For their semi-final match, the British team was paired with Kelley Law's Canadian team, to whom three members of Martin's team had lost whilst playing for Scotland at the same stage of the 2000 World Championships. Martin's team surged to an unexpected win, guaranteeing them a medal. As the underdog against Switzerland's Luzia Ebnother, the 2nd seed and a former World and European silver medalist, Britain won the final with Martin's last stone, often described as a difficult draw. The team of Martin, Debbie Knox, Fiona MacDonald and Janice Rankin thus became Great Britain's first gold medallists in any sport at the Winter Olympics since Jayne Torvill and Christopher Dean came first in the ice dancing of the 1984 Winter Olympics.

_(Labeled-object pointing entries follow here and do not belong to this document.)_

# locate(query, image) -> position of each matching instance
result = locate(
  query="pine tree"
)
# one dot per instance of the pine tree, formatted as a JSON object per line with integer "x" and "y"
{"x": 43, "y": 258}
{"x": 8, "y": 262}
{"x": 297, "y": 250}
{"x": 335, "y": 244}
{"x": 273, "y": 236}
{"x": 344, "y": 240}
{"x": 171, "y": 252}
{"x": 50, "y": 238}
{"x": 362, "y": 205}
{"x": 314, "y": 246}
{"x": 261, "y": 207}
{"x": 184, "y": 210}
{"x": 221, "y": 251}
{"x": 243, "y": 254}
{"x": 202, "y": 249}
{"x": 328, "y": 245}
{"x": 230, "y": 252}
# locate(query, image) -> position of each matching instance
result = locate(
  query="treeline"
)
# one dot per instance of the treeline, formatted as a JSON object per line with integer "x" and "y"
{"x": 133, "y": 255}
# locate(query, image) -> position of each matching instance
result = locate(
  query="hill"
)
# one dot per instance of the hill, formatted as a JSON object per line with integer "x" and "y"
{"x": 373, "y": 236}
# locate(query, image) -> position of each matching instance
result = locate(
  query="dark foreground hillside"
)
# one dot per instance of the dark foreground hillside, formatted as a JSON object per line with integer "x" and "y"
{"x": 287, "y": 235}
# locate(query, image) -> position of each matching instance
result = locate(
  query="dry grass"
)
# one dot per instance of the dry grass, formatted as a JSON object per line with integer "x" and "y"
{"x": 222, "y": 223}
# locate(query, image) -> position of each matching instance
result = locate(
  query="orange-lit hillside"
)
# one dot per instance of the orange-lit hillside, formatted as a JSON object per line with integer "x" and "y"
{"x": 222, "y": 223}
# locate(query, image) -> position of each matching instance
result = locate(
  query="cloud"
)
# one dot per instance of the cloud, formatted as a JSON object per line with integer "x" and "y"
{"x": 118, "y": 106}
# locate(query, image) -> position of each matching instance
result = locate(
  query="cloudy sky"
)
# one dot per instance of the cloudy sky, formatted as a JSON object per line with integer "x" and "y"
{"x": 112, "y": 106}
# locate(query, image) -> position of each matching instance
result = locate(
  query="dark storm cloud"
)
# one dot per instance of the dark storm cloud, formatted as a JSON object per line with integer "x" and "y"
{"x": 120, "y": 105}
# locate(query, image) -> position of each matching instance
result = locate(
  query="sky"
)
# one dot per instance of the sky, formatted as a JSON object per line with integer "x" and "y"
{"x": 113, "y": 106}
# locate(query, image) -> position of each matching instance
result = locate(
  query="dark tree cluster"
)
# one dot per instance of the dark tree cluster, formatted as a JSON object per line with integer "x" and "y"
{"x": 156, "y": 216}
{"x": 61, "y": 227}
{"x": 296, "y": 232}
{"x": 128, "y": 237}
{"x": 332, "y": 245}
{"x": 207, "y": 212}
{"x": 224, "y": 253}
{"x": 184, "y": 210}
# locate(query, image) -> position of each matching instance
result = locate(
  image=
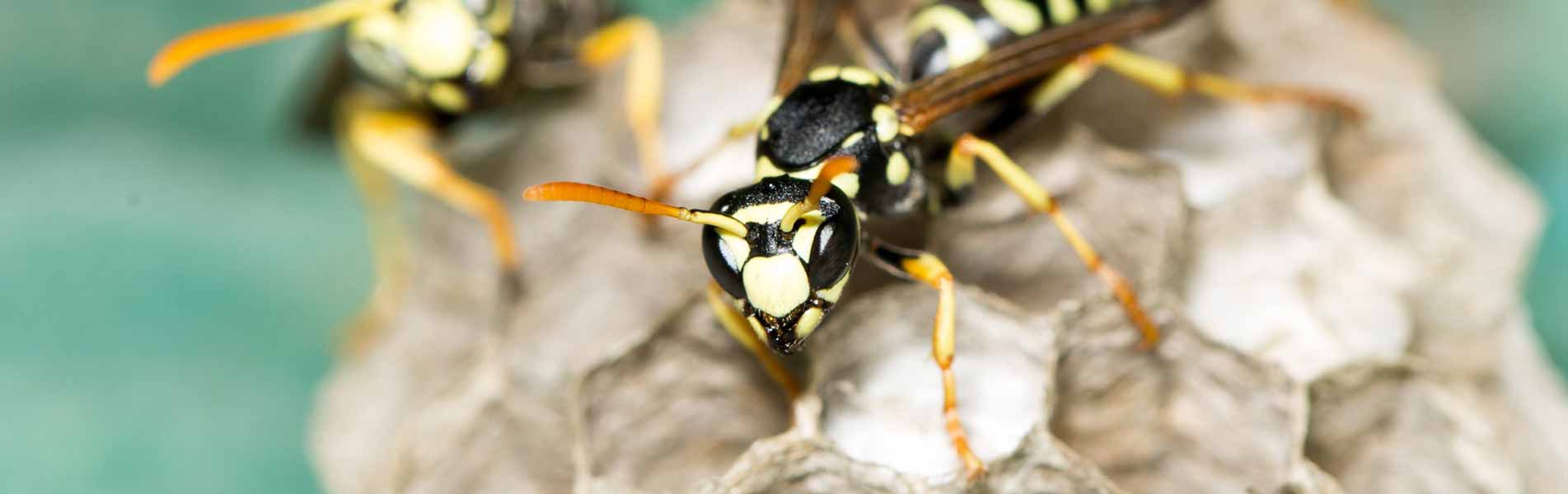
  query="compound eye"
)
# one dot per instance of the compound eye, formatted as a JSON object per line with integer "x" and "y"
{"x": 725, "y": 261}
{"x": 836, "y": 245}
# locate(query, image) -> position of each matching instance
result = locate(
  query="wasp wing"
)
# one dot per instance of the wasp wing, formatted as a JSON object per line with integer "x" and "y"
{"x": 1027, "y": 60}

Later that year, Martin was awarded an MBE for services to curling.

===Post-Olympic career===
Martin's team lost to Jackie Lockhart's rink in the three-match final of the Scottish Championships, played within days of their return to Scotland. Attention was focused on Lockhart, whose team subsequently won the World Championships for Scotland, with Lockhart selecting the same stone used by Martin to seal victory in the Olympics for her own winning delivery. The rock was dubbed the Stone of Destiny, and is now housed in a Scottish sports museum. In 2005, Martin was back on the world stage, when her all-star team (including Lockhart at the second position) finished fifth at the European Championships.

Prior to the 2006 Winter Olympics, it was reported that Martin was living on welfare and that her financial problems were causing her to live apart from her husband. Her husband Keith had recently had trouble with his computer business, and they were forced to move into government housing. Martin had considered quitting curling, but her two children encouraged her to stay. Martin skipped the British Olympic team during the 2006 Winter Olympics, where the team was eliminated during the round-robin stage.

In 2007, Martin halted playing for the time being and focused on coaching. She spent 3 years doing the UK Sport Elite Coach Programme whilst delivering the Performance Development Coach role within the national governing body for curling, the Royal Caledonian Curling Club, looking after the National and Regional Academies. Martin joined the BBC commentary team for the 2010 Vancouver Winter Olympics, overseeing the curling along with Steve Cram. Prior to this, Martin also made several TV guest appearances on shows that included A Question of Sport, The Weakest Link and This Morning. In 2010, Rhona was appointed as the new women's head coach of the British and Scottish curling performance squad and was part of a five strong coaching team looking forward to the 2014 Winter Olympics. In June 2012, Martin was part of the London 2012 Summer Olympics torch relay, taking the flame through Glasgow whilst being cheered on by the public. She also attended many Olympics events in London in her role as a games ambassador. Also in 2012, Martin was inducted into the Scottish Sports Hall of Fame.

Martin joined the BBC's commentary team for coverage of curling at the 2018 Winter Olympics, and again at the 2022 Winter Olympics.

=== Medal theft ===
In May 2014, Martin's Olympic gold medal along with other Olympic memorabilia was stolen from a museum in Dumfries. In September 2017, two men were convicted of the theft, with a third convicted in 2019.